Oracle FAQ | Your Portal to the Oracle Knowledge Grid |
Home -> Community -> Usenet -> c.d.o.server -> Re: Uploading data for star schema
In article <3A2D47A9.98FAE0C0_at_weinerfamily.org>,
sw_at_weinerfamily.org wrote:
> I have a textfile that contains rows of data in a non-normalized
fashion
>
> What I need to do is load that data into a star schema.
> In order to this I need to load each of the dimension tables and get
the
> ids of the entry. Of course if the row already exists I need to just
get
> the ids. After I have done this on all measure (8 of them). I need to
> stuff the ids and other data into a record in a fact table.
>
> Currently, I am doing this using a VB program and it is incredibly
slow.
> Is there a way to this using SQLLoader or some other technque that
would
> be more efficient?
>
> NOTE - probably doesn't matter but I am not using Oracle OLAP.
>
> Thank you.
>
>
Another process is handle some of the processing upfront in the original database. As you add records, time stamp them to determine which ones need to be loaded. Review the dimension (measure) fields to see if they are in the table -- then create new rows in the dimension fields are you go including getting sequences out to the Oracle rdbms.
When you load the data, reload all of the dimension data. You would have to disable the contraints on the fact table. Then start loading the fact table. You should be able to create from the original datasource a file with each record in the fact table defined. SQLLoader can then be used to add the new records quickly.
Alternatively, you could make the Oracle side do more of the work. Use sqlloader to load the raw data into a temporary table ( not part of the normal schema).
In a PL/SQL block:
Query the temp table for missing dimension elements.
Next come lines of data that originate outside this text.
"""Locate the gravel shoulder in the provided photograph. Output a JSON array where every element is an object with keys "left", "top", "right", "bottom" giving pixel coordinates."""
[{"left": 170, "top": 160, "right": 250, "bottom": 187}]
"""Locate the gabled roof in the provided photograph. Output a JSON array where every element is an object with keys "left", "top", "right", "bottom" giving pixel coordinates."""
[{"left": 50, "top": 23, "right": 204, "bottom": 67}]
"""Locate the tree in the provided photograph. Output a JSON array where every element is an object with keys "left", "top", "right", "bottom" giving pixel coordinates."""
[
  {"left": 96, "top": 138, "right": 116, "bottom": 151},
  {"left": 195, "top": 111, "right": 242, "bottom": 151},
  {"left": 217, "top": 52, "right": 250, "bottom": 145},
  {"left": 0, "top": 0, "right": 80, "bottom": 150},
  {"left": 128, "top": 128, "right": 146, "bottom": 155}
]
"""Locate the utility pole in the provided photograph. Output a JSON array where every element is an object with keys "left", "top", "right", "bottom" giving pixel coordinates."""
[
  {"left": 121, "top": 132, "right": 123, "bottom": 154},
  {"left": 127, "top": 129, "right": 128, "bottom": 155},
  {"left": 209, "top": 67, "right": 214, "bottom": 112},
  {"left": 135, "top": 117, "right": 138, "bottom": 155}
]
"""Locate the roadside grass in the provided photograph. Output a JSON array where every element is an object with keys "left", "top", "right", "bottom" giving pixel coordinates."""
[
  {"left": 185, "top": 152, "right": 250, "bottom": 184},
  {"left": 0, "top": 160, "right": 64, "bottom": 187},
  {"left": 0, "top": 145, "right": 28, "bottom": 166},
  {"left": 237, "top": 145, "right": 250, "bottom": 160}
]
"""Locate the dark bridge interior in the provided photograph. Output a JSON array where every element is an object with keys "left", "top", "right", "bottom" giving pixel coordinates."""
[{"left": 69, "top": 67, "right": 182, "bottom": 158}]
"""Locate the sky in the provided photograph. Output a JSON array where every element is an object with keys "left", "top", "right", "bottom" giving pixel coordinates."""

Assuming that all missing dimension elements should exist, create new rows in the appropriate dimesion table.
insert into dimension1 ( primarykey, value, describtion) select seq1.nextval, v1.dim1_value, 'dummy description' from ( select dim1_value from temp_table minus select value from dimension1) v1
repeat for each dimension table
insert the fact table
delete temp table data
manually clean up the dimension information as appropriate.
you need indexes on the dimension tables to speed the join to the temp
table.
Then use PL/SQL to merge the dimension tables and the fact tables.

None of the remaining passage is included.